There was a problem hiding this comment.
Updated. The test now asserts that listTools returns the tools (not an empty array) after the grace period, and verifies startCalls === 1. A second test (returns empty tools and does not re-wait if server does not start within grace period) was added to cover the timeout path using a server whose start() never resolves and a short grace period.
|
This is nice but I think it's not practical atm for scenarios since Claude SDK and Copilot CLI's both don't support 'dynamic' tools that change after the connection is established. Wonder what you think @TylerLeonhardt |
|
@connor4312 it actually may work in the claude case because we react to when there are new mcp tools added (we essentially restart the session). |
|
The downside is just that the first message sent may lack appropriate tools. Perhaps we have some reasonable timeout here instead. Like 5 seconds -- but it should per server, so each new message should not wait 5s if a server takes forever to start, we should only give it that grace period when we first ask to start it. |
Instead of immediately returning empty results for Unknown-state servers and refreshing in the background, wait up to 5 seconds for the server to become live on the first list call. Subsequent calls find the already- resolved promise in _startupGrace and return immediately, so only the first message pays the startup cost. - _waitForStartup: races _ensureServerReady against the configurable grace period (default 5 000 ms); result is cached per server - _shouldUseCachedData: awaits the grace period for Unknown servers, falls back to background-refresh for Outdated servers - _listTools: refactored to Promise.all to parallelise per-server waits - Tests: updated 'starts server when cache state is unknown' to assert tools are returned after the grace period; added new test for the timeout path using createNeverStartingServer
|
Thanks for the discussion @connor4312 @TylerLeonhardt — updated with the per-server grace period approach. The new behaviour:
The timeout is injected via the constructor (default 5 000 ms) so it can be overridden in tests without fake timers. |
| if (cacheState === McpServerCacheState.Outdated) { | ||
| // Has cached data — refresh in the background without blocking. | ||
| void this._ensureServerReady(server); | ||
| } |
There was a problem hiding this comment.
I think we should actually take the same codepath for outdated servers as we do for unknown servers. Just because it started up once before quickly doesn't mean it'll do so again.

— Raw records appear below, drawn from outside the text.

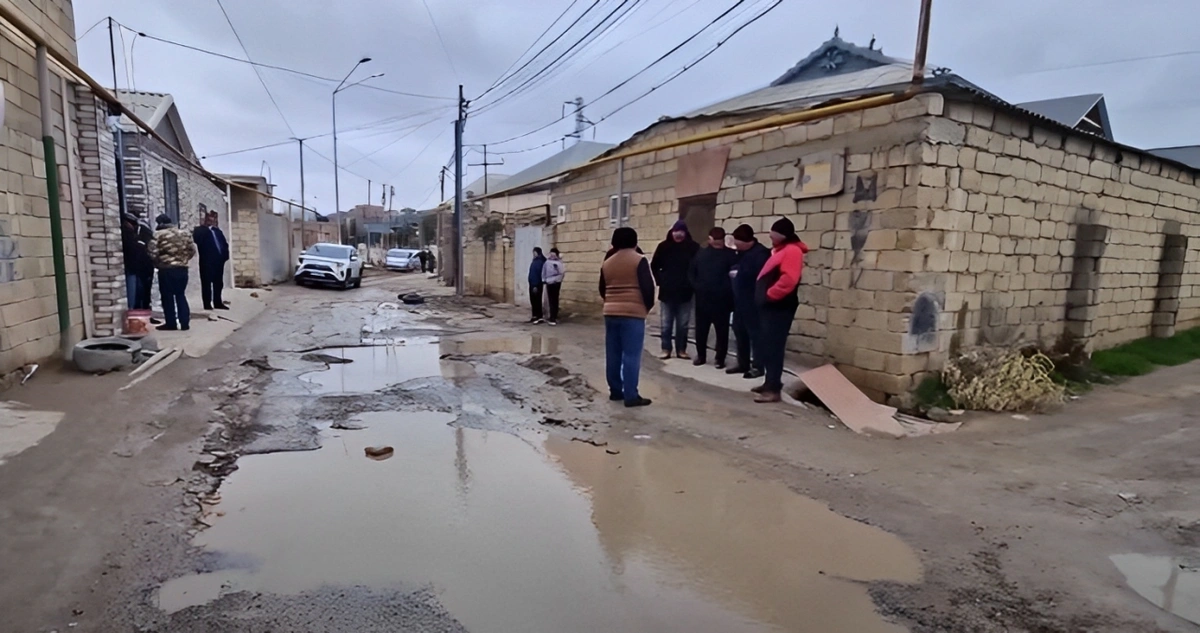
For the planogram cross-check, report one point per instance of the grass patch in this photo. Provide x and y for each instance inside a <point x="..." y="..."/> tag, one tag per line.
<point x="931" y="392"/>
<point x="1143" y="356"/>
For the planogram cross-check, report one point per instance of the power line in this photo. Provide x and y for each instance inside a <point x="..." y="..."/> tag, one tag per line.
<point x="627" y="80"/>
<point x="438" y="31"/>
<point x="665" y="82"/>
<point x="552" y="42"/>
<point x="555" y="70"/>
<point x="257" y="72"/>
<point x="556" y="60"/>
<point x="282" y="68"/>
<point x="526" y="52"/>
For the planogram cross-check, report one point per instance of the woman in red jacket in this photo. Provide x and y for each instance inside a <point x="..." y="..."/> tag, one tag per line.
<point x="777" y="294"/>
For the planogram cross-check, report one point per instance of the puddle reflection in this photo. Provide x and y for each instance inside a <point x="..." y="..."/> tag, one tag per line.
<point x="567" y="537"/>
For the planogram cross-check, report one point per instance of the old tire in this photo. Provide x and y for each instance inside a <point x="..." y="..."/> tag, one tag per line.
<point x="106" y="354"/>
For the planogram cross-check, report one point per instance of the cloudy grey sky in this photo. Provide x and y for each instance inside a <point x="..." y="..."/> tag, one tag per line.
<point x="1020" y="49"/>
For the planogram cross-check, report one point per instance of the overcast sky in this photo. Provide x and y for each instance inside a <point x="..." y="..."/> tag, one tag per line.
<point x="1019" y="49"/>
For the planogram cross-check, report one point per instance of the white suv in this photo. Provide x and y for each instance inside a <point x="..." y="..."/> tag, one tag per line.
<point x="331" y="265"/>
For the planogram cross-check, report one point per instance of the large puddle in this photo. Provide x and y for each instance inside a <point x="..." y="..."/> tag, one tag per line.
<point x="545" y="535"/>
<point x="1169" y="583"/>
<point x="373" y="367"/>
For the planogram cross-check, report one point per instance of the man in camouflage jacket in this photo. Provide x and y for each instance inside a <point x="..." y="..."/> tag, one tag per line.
<point x="172" y="249"/>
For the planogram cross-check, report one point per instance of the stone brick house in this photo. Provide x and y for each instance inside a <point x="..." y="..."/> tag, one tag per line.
<point x="156" y="179"/>
<point x="29" y="329"/>
<point x="942" y="219"/>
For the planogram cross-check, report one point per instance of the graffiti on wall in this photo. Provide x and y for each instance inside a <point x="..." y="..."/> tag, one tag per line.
<point x="9" y="253"/>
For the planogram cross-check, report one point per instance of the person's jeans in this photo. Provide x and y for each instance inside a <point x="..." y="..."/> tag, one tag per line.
<point x="624" y="338"/>
<point x="747" y="330"/>
<point x="211" y="283"/>
<point x="715" y="315"/>
<point x="552" y="291"/>
<point x="132" y="290"/>
<point x="535" y="300"/>
<point x="675" y="319"/>
<point x="173" y="287"/>
<point x="777" y="324"/>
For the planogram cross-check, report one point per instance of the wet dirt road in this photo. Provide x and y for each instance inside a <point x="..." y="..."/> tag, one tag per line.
<point x="497" y="522"/>
<point x="235" y="493"/>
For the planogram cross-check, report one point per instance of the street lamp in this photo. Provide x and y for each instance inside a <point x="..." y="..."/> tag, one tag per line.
<point x="337" y="197"/>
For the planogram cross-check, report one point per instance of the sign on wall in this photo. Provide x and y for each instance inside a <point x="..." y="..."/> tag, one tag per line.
<point x="820" y="174"/>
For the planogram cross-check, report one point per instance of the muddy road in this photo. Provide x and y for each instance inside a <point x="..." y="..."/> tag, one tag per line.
<point x="347" y="463"/>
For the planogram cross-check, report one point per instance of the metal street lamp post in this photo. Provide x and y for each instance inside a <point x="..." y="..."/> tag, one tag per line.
<point x="337" y="197"/>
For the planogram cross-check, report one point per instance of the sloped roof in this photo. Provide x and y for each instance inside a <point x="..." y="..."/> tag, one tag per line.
<point x="1072" y="110"/>
<point x="569" y="158"/>
<point x="159" y="110"/>
<point x="1188" y="155"/>
<point x="837" y="44"/>
<point x="475" y="187"/>
<point x="790" y="96"/>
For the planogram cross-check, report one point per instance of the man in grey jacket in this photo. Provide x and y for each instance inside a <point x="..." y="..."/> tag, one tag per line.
<point x="552" y="273"/>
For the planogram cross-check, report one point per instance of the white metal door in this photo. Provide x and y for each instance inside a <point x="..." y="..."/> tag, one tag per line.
<point x="527" y="237"/>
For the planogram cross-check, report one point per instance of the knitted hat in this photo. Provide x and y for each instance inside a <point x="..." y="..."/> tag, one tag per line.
<point x="624" y="237"/>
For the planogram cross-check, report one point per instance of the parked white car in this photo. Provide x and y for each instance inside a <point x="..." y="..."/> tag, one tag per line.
<point x="330" y="265"/>
<point x="403" y="259"/>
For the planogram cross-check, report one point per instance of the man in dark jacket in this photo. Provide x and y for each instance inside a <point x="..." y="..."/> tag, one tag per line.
<point x="751" y="258"/>
<point x="714" y="295"/>
<point x="534" y="279"/>
<point x="138" y="266"/>
<point x="214" y="251"/>
<point x="671" y="264"/>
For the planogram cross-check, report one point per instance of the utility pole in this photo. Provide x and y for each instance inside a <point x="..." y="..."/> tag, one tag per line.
<point x="918" y="64"/>
<point x="457" y="192"/>
<point x="112" y="53"/>
<point x="485" y="164"/>
<point x="304" y="217"/>
<point x="581" y="121"/>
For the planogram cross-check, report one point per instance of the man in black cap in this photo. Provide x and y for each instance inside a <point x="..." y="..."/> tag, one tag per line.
<point x="750" y="259"/>
<point x="670" y="265"/>
<point x="777" y="294"/>
<point x="714" y="296"/>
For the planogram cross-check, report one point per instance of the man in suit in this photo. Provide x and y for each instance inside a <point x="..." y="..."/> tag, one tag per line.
<point x="214" y="251"/>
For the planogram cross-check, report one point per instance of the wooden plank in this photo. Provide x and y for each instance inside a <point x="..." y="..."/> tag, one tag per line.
<point x="851" y="405"/>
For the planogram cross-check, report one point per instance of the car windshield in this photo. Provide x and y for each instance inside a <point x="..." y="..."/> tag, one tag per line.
<point x="330" y="251"/>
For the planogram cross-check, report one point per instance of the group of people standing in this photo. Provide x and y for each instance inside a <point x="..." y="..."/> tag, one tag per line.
<point x="169" y="249"/>
<point x="756" y="285"/>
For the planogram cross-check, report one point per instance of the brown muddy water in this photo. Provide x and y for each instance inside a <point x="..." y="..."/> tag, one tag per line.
<point x="539" y="534"/>
<point x="1170" y="583"/>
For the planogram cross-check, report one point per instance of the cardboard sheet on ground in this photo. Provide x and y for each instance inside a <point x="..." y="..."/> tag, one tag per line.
<point x="852" y="407"/>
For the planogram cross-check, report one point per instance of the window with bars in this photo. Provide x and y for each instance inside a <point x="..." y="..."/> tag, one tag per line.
<point x="171" y="194"/>
<point x="618" y="212"/>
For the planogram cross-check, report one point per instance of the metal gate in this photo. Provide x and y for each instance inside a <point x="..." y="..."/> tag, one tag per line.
<point x="527" y="237"/>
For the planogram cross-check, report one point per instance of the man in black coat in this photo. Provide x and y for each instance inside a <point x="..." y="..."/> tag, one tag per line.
<point x="670" y="265"/>
<point x="750" y="260"/>
<point x="214" y="251"/>
<point x="714" y="296"/>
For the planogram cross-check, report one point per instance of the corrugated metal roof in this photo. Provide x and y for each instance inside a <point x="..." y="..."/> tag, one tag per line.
<point x="150" y="107"/>
<point x="1188" y="155"/>
<point x="792" y="96"/>
<point x="569" y="158"/>
<point x="1067" y="110"/>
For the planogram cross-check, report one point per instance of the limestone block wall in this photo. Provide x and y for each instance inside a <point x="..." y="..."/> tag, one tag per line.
<point x="1047" y="234"/>
<point x="29" y="329"/>
<point x="865" y="265"/>
<point x="102" y="212"/>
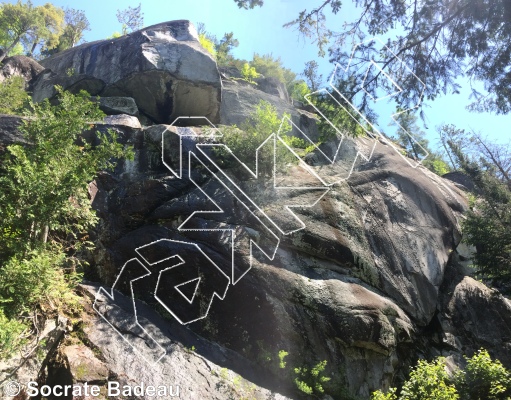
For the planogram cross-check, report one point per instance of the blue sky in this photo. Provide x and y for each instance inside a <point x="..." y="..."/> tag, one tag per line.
<point x="260" y="31"/>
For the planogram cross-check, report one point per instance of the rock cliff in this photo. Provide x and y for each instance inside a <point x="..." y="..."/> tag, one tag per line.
<point x="370" y="279"/>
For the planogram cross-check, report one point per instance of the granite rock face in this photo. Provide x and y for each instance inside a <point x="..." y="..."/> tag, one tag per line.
<point x="162" y="67"/>
<point x="368" y="273"/>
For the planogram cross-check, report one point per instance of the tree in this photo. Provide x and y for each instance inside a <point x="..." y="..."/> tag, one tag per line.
<point x="48" y="30"/>
<point x="311" y="75"/>
<point x="269" y="66"/>
<point x="221" y="48"/>
<point x="131" y="19"/>
<point x="13" y="96"/>
<point x="45" y="212"/>
<point x="487" y="226"/>
<point x="29" y="25"/>
<point x="224" y="47"/>
<point x="76" y="23"/>
<point x="44" y="186"/>
<point x="440" y="41"/>
<point x="410" y="136"/>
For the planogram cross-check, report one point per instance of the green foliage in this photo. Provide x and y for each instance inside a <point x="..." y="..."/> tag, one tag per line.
<point x="434" y="162"/>
<point x="249" y="73"/>
<point x="245" y="140"/>
<point x="22" y="23"/>
<point x="410" y="136"/>
<point x="131" y="19"/>
<point x="38" y="181"/>
<point x="13" y="96"/>
<point x="312" y="77"/>
<point x="271" y="67"/>
<point x="223" y="49"/>
<point x="438" y="42"/>
<point x="45" y="212"/>
<point x="311" y="380"/>
<point x="207" y="44"/>
<point x="282" y="354"/>
<point x="34" y="278"/>
<point x="429" y="381"/>
<point x="75" y="24"/>
<point x="10" y="335"/>
<point x="298" y="90"/>
<point x="337" y="115"/>
<point x="483" y="378"/>
<point x="487" y="225"/>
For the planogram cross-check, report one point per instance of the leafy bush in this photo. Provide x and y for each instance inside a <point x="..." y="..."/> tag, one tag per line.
<point x="13" y="96"/>
<point x="45" y="212"/>
<point x="436" y="164"/>
<point x="429" y="381"/>
<point x="483" y="378"/>
<point x="208" y="44"/>
<point x="245" y="140"/>
<point x="310" y="380"/>
<point x="337" y="115"/>
<point x="249" y="73"/>
<point x="36" y="278"/>
<point x="10" y="335"/>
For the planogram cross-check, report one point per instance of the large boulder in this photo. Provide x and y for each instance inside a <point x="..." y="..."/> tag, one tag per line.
<point x="355" y="287"/>
<point x="163" y="67"/>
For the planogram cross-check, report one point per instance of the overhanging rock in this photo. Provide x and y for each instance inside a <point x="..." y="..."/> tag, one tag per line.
<point x="163" y="67"/>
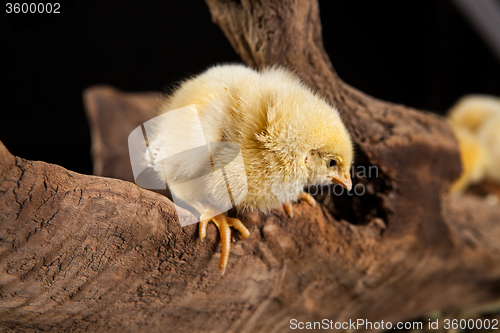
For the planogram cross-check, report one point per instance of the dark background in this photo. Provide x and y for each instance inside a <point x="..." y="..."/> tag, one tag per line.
<point x="419" y="53"/>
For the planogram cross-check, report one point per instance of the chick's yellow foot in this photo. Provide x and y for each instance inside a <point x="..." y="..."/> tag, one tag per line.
<point x="223" y="223"/>
<point x="303" y="196"/>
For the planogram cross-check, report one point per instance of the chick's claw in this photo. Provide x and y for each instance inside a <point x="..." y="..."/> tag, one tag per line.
<point x="308" y="198"/>
<point x="236" y="224"/>
<point x="223" y="223"/>
<point x="288" y="208"/>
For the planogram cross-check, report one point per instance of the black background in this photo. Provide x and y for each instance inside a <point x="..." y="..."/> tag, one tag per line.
<point x="419" y="53"/>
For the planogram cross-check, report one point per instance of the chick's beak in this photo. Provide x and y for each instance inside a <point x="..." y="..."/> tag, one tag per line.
<point x="344" y="181"/>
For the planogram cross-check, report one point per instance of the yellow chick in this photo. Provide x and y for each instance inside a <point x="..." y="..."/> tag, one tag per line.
<point x="472" y="111"/>
<point x="475" y="120"/>
<point x="473" y="156"/>
<point x="289" y="138"/>
<point x="489" y="135"/>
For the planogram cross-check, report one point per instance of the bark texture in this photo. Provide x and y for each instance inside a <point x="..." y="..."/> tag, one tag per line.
<point x="93" y="253"/>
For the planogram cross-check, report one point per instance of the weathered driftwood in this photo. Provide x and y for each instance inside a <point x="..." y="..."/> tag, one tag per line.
<point x="99" y="254"/>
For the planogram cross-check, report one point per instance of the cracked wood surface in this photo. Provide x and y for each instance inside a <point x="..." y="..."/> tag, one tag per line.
<point x="99" y="254"/>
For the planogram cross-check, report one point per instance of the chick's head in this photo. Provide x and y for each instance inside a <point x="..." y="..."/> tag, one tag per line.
<point x="308" y="138"/>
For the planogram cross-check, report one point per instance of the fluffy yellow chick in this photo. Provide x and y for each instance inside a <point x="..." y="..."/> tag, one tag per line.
<point x="473" y="156"/>
<point x="472" y="111"/>
<point x="289" y="138"/>
<point x="475" y="120"/>
<point x="489" y="135"/>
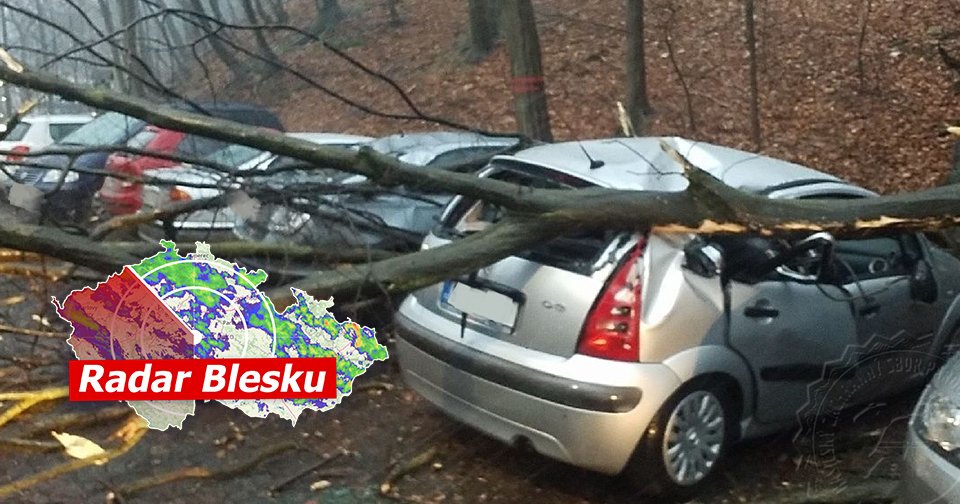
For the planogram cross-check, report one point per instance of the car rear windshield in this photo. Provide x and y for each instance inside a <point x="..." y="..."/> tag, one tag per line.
<point x="577" y="252"/>
<point x="18" y="132"/>
<point x="142" y="139"/>
<point x="59" y="131"/>
<point x="234" y="155"/>
<point x="111" y="128"/>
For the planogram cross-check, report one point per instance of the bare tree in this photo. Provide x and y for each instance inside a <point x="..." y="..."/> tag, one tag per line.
<point x="637" y="103"/>
<point x="749" y="10"/>
<point x="483" y="28"/>
<point x="329" y="14"/>
<point x="526" y="70"/>
<point x="131" y="43"/>
<point x="262" y="45"/>
<point x="218" y="45"/>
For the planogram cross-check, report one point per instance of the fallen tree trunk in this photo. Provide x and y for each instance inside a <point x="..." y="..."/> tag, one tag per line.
<point x="534" y="215"/>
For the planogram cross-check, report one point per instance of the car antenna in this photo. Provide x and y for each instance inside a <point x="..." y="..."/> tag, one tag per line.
<point x="594" y="163"/>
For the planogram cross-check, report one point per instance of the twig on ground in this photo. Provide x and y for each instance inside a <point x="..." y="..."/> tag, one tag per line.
<point x="77" y="420"/>
<point x="400" y="470"/>
<point x="198" y="472"/>
<point x="32" y="332"/>
<point x="27" y="400"/>
<point x="132" y="432"/>
<point x="275" y="489"/>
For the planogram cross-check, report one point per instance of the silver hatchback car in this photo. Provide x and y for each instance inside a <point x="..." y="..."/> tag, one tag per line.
<point x="931" y="472"/>
<point x="649" y="353"/>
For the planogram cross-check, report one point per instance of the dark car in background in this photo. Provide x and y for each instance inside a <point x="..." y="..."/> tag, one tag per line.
<point x="68" y="195"/>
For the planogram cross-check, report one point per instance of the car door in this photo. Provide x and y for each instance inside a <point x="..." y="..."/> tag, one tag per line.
<point x="788" y="326"/>
<point x="878" y="273"/>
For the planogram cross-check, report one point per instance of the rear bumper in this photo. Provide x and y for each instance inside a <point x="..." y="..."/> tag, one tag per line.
<point x="121" y="201"/>
<point x="592" y="425"/>
<point x="927" y="477"/>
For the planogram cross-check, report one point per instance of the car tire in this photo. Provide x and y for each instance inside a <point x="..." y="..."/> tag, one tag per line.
<point x="703" y="416"/>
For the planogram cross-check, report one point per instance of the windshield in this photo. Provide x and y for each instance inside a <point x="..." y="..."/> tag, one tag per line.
<point x="140" y="140"/>
<point x="234" y="155"/>
<point x="18" y="132"/>
<point x="111" y="128"/>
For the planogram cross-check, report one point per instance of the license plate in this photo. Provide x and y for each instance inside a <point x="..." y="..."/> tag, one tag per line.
<point x="481" y="303"/>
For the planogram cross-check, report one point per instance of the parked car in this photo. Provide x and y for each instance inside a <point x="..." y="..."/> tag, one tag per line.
<point x="120" y="196"/>
<point x="35" y="132"/>
<point x="931" y="473"/>
<point x="69" y="196"/>
<point x="362" y="215"/>
<point x="218" y="222"/>
<point x="67" y="193"/>
<point x="647" y="353"/>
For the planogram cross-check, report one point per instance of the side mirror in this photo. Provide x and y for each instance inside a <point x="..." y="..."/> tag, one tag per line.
<point x="818" y="247"/>
<point x="703" y="258"/>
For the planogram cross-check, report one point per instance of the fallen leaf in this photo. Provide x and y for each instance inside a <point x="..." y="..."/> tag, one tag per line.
<point x="79" y="446"/>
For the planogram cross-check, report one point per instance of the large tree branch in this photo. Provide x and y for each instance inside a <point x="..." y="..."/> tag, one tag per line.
<point x="535" y="215"/>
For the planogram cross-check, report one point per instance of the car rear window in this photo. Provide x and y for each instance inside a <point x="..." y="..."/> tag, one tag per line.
<point x="142" y="139"/>
<point x="111" y="128"/>
<point x="234" y="155"/>
<point x="193" y="145"/>
<point x="18" y="132"/>
<point x="59" y="131"/>
<point x="578" y="252"/>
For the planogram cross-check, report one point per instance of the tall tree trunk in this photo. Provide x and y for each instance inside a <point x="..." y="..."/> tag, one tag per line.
<point x="638" y="104"/>
<point x="219" y="48"/>
<point x="262" y="13"/>
<point x="263" y="46"/>
<point x="280" y="11"/>
<point x="329" y="14"/>
<point x="131" y="45"/>
<point x="755" y="131"/>
<point x="523" y="45"/>
<point x="483" y="28"/>
<point x="395" y="19"/>
<point x="4" y="35"/>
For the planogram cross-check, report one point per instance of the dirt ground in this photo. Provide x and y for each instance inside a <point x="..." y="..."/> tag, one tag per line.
<point x="383" y="425"/>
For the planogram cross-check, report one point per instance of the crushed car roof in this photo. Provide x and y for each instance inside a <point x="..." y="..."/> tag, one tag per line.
<point x="641" y="164"/>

There was a problem hiding this comment.
Good point — updated. Outdated now takes the same codepath as Unknown: both race server startup against the 5s per-server grace period. The separate background-fire path for Outdated is removed.
Per review feedback: Outdated servers should use the same per-server startup grace period as Unknown servers. A prior fast startup does not guarantee a fast restart, so both states now race startup against the 5s timeout before returning results.
connor4312
left a comment
There was a problem hiding this comment.
nice work, thanks for the contribution!
|
@RajeshKumar11 looks like there is a compile error |
5e0dc2f
Fixes #297780
Summary
Rationale
These list endpoints were awaiting server startup, causing large TTFT when the gateway is enabled. Returning cached data immediately and refreshing in the background restores the feature without the startup delay.